Indicatori di profitto:
- ROTA (Return Over Total Assets): si ottiene dividendo l’EBIT, al numeratore, per i Total Assets, al denominatore. L’EBIT (Earnings Before Interest and Taxes) è il risultato operativo aziendale prima degli oneri finanziari e fiscali. Al denominatore, invece, vi sono gli asset totali, ovvero tutto il valore degli attivi (o dei passivi) dell’azienda. Si può interpretare il ROTA come l’indicatore del ritorno su tutti gli investimenti dell’azienda. Un buon ROTA si aggira, indicativamente, tra l’8% e il 12%. Ciò indicherebbe che per ogni 100€ in asset, l’azienda ottenga 8-10€ in profitti prima delle imposte e degli interessi.
- Profit Margin: il margine di profitto si ottiene dividendo l’EBIT per le entrate totali dalle vendite. Viene interpretato come un indicatore di quanto i costi di produzione inficiano sulle entrate totali.

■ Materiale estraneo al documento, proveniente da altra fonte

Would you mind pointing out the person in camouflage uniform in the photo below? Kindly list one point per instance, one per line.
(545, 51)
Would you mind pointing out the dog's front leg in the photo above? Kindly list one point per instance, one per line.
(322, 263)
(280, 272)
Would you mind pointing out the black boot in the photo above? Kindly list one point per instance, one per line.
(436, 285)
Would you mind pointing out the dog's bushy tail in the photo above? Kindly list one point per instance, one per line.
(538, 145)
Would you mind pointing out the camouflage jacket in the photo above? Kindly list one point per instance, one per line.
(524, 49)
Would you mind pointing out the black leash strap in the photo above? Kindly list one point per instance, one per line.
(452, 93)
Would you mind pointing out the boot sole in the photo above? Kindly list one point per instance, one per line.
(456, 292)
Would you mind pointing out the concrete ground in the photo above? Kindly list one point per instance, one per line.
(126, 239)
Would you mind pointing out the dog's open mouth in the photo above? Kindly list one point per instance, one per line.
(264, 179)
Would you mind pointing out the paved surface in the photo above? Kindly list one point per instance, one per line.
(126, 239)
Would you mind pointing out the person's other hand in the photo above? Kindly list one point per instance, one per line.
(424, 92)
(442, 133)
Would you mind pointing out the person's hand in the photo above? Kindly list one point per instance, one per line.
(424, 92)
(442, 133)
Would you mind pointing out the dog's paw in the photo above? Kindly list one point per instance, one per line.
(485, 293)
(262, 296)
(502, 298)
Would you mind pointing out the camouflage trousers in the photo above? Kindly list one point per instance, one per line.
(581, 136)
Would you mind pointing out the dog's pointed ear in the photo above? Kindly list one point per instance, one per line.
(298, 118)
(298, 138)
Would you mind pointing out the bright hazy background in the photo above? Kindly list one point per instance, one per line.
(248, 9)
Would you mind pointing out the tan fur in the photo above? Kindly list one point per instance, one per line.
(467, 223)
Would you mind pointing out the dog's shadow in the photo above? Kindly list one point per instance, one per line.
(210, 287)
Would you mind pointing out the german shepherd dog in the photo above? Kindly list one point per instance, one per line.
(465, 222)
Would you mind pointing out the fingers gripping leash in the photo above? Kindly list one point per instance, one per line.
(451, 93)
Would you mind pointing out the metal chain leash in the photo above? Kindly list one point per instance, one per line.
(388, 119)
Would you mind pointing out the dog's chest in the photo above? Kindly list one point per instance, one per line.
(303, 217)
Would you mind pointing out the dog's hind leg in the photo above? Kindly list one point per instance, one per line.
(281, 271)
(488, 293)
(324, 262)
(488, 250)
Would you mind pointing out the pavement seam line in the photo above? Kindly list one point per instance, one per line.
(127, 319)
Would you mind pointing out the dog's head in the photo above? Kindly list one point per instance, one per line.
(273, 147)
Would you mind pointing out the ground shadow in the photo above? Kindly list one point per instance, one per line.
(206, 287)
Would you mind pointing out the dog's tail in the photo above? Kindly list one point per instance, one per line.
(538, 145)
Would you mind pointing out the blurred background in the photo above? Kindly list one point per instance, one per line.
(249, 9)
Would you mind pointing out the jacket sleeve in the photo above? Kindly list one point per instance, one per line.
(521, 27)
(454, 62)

Quindi, di quanto l’azienda sia capace di addebitare al consumatore un “extra” oltre i costi di produzione. Un buon profit margin si aggira intorno al 10%. Di 100€ di vendite, 90€ vanno in costi di produzione, 10€ in EBIT.
- Asset Turnover: come il ROTA, l’Asset Turnover è un rapporto tra entrate e attività totali. Stavolta, però, non viene usato l’EBIT, bensì i Total Sales. L’indice è interpretabile come la capacità di tramutare gli investimenti in entrate. L’Asset Turnover è uno degli indici più variabili tra diverse tipologie di aziende. Una casa produttrice di software ha bisogno di un investimento iniziale molto minore rispetto ad un’azienda che si occupa di trasporto su camion.
- ROE (Return Over Equity): è l’ultimo dei più importanti indici di profitto e mette in rapporto i profitti netti con il capitale sociale dell’azienda. Un buon ROE si aggira intorno al 20%, ovvero per ogni 5€ di azioni si ha 1€ di profitto netto.
Indicatori di salute finanziaria:
- Interest coverage: è il rapporto tra l’EBIT e gli interessi totali che l’azienda ha riportato sul proprio Stato Patrimoniale. Un rapporto troppo basso evidenzia il rischio che gli introiti vengano tutti mangiati dall’interesse accumulato, togliendo profitti all’azienda.
- Debt-to-Equity: il rapporto Debt-to-Equity si costruisce dividendo i debiti (le passività) dell’azienda per il capitale proprio. Debiti eccessivi possono creare un interesse alto e generare alto rischio. Un rapporto 1:1 è considerato sano, ma molto dipende dal tipo di debito, dai tassi di interesse e via dicendo.
- Cost of debt: misura, appunto, l’ingerenza dei tassi di interesse rispetto al debito totale. Lo si ottiene dividendo l’interesse totale per i debiti totali.
Indicatori di liquidità:
- Current Ratio: mette in rapporto gli attivi correnti con i debiti nel breve termine. Un rapporto troppo basso indica il rischio di insolvenza da parte dell’azienda.
- Quick Ratio: più complesso del Current Ratio, ma più efficace, mette anch’esso in rapporto gli attivi correnti con i debiti nel breve termine, ma sottrae dai primi i beni d’inventario, che non sono sempre facili da convertire in liquidità in caso di necessità.
- Working Capital/Sales: per “working capital” intendiamo la differenza tra attivi correnti e debiti nel breve termine e, mettendo questo valore in rapporto con gli introiti totali dalle vendite, vediamo quanto un’azienda è capace di finanziare la crescita delle vendite con risorse immediate.
Per concludere, è necessario far notare che esistono altre decine e decine di indicatori, ma per ora è bene limitarsi ai più noti, semplici e intuitivi.